Scaling Laws for Task-Optimized Models of the Primate Visual Ventral Stream
Abdulkadir Gokce, Martin Schrimpf
TL;DR
Scaling Laws for Task-Optimized Models of the Primate Visual Ventral Stream investigates how model size, dataset size, and compute influence alignment to the primate ventral visual stream. Using a controlled, from-scratch protocol across more than 600 models and Brain-Score benchmarks on ImageNet and EcoSet, the authors fit parametric power-law curves to misalignment and compute optimal resource allocations.
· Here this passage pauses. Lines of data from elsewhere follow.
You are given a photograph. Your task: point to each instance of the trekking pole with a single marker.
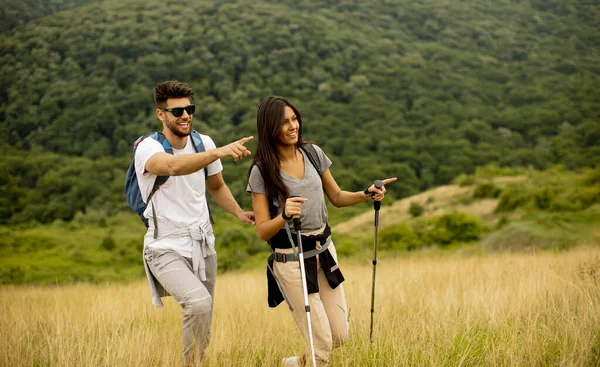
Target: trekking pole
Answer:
(305, 288)
(376, 205)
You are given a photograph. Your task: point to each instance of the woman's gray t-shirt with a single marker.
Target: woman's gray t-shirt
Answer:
(314, 211)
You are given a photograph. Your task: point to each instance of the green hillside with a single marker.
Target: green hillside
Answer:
(14, 13)
(422, 90)
(555, 210)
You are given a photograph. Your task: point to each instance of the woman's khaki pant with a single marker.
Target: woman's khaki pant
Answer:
(328, 311)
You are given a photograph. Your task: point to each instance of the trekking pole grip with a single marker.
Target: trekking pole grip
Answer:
(297, 224)
(378, 184)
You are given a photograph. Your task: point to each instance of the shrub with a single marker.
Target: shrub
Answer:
(513, 197)
(450, 228)
(415, 209)
(464, 180)
(399, 237)
(108, 243)
(487, 190)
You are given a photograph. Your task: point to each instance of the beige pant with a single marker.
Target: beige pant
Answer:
(328, 311)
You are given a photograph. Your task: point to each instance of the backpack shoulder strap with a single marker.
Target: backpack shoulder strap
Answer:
(311, 153)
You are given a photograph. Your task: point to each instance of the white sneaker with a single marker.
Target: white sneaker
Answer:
(290, 362)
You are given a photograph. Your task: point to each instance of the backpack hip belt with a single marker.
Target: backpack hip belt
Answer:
(283, 258)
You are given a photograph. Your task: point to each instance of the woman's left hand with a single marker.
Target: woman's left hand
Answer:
(380, 193)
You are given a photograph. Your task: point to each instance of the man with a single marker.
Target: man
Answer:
(180, 258)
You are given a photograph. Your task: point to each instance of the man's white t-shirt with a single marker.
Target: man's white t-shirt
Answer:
(181, 200)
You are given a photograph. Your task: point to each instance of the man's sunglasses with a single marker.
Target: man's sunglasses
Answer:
(178, 111)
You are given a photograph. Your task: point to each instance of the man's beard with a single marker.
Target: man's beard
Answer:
(174, 129)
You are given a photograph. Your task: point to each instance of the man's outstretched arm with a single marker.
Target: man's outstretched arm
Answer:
(164, 164)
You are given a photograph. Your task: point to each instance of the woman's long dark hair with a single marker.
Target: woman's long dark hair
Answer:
(269, 120)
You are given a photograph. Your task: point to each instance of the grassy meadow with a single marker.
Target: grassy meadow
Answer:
(511, 309)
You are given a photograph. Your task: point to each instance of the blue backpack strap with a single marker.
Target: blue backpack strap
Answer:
(199, 146)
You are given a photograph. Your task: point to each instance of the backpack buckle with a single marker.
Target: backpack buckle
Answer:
(281, 258)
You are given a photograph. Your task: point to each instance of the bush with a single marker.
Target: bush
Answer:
(450, 228)
(399, 237)
(512, 198)
(108, 243)
(464, 180)
(487, 190)
(415, 209)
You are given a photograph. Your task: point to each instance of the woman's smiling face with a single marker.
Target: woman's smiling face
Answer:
(288, 134)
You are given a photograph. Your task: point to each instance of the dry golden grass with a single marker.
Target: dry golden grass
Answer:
(505, 309)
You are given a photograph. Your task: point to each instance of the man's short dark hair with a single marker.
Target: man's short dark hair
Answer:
(171, 89)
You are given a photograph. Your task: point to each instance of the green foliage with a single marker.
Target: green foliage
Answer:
(444, 230)
(449, 228)
(464, 180)
(401, 237)
(415, 209)
(486, 190)
(421, 92)
(546, 230)
(16, 13)
(554, 190)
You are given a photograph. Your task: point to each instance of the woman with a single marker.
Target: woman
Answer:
(287, 180)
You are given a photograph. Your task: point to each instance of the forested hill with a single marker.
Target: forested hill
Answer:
(14, 13)
(422, 90)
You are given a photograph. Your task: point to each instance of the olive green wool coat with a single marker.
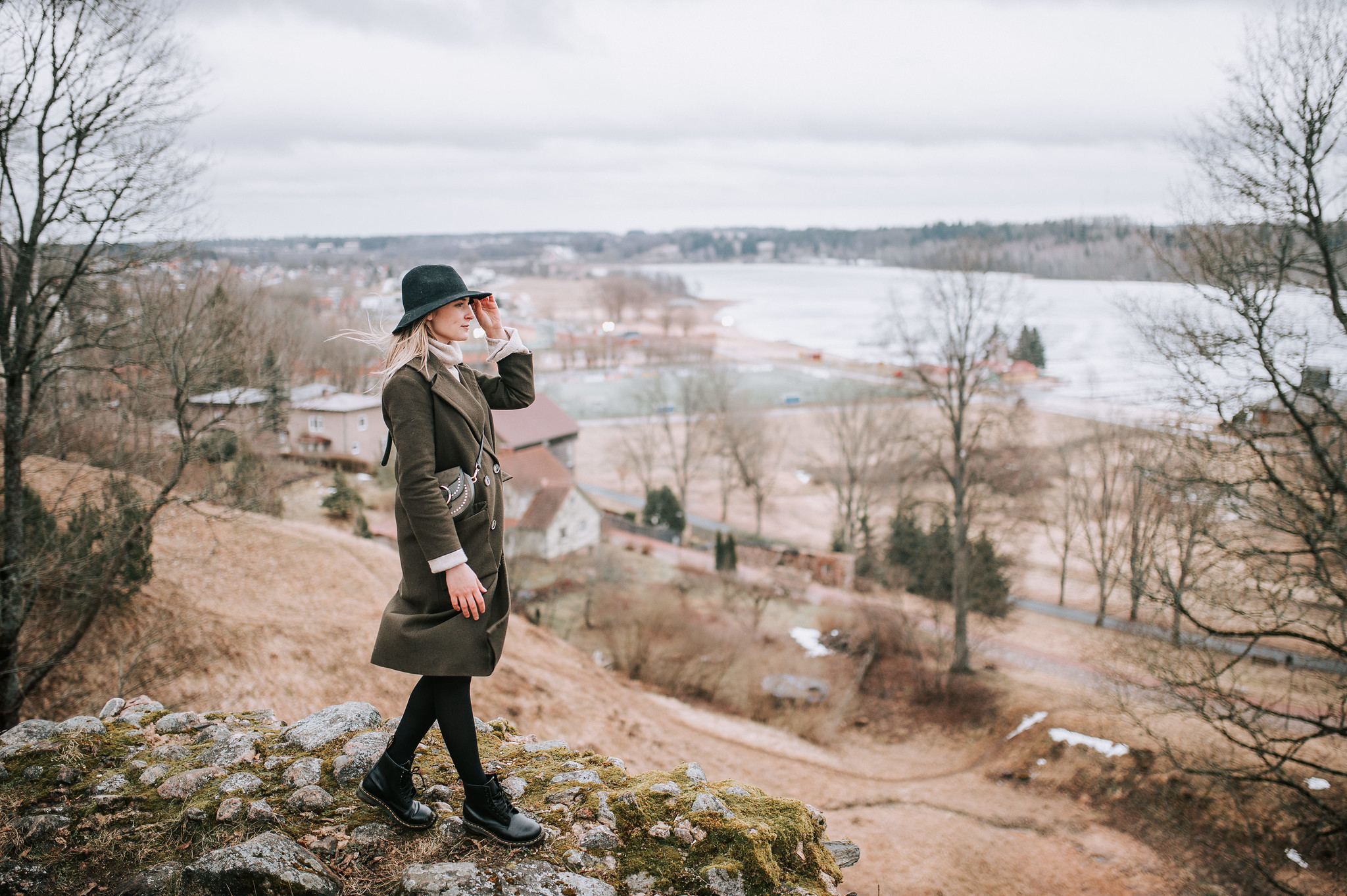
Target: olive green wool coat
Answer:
(435, 421)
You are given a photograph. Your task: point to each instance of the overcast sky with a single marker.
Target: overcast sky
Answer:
(348, 118)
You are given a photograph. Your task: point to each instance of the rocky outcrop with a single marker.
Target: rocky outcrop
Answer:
(145, 801)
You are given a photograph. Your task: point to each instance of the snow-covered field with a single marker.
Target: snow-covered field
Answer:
(1090, 342)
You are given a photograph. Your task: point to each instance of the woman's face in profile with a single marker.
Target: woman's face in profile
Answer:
(452, 322)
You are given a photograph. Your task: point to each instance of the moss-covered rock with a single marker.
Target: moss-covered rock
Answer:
(89, 807)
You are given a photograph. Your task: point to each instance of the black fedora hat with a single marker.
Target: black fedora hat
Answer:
(430, 287)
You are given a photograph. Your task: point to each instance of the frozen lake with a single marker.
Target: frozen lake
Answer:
(1089, 339)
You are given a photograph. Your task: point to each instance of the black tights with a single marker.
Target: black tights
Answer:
(443, 699)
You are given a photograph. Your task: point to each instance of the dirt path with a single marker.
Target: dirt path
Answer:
(926, 814)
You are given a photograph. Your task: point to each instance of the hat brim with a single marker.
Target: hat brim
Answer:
(421, 311)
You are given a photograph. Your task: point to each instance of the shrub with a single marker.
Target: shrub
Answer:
(663, 509)
(218, 446)
(344, 500)
(923, 563)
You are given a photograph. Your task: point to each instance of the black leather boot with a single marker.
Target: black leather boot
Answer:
(389, 786)
(487, 811)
The key findings show that behavioral alignment scales with data and compute while neural alignment saturates, with higher visual areas benefiting most from scaling; data scaling outperforms model scaling in improving brain alignment. The study concludes that scaling alone is insufficient to model the brain's ventral stream and highlights the need for novel architectures, training strategies, and brain-data integration, with open-source code and model checkpoints released for replication and future work.
Abstract
When trained on large-scale object classification datasets, certain artificial neural network models begin to approximate core object recognition behaviors and neural response patterns in the primate brain. While recent machine learning advances suggest that scaling compute, model size, and dataset size improves task performance, the impact of scaling on brain alignment remains unclear. In this study, we explore scaling laws for modeling the primate visual ventral stream by systematically evaluating over 600 models trained under controlled conditions on benchmarks spanning V1, V2, V4, IT and behavior. We find that while behavioral alignment continues to scale with larger models, neural alignment saturates. This observation remains true across model architectures and training datasets, even though models with stronger inductive biases and datasets with higher-quality images are more compute-efficient. Increased scaling is especially beneficial for higher-level visual areas, where small models trained on few samples exhibit only poor alignment. Our results suggest that while scaling current architectures and datasets might suffice for alignment with human core object recognition behavior, it will not yield improved models of the brain's visual ventral stream, highlighting the need for novel strategies in building brain models.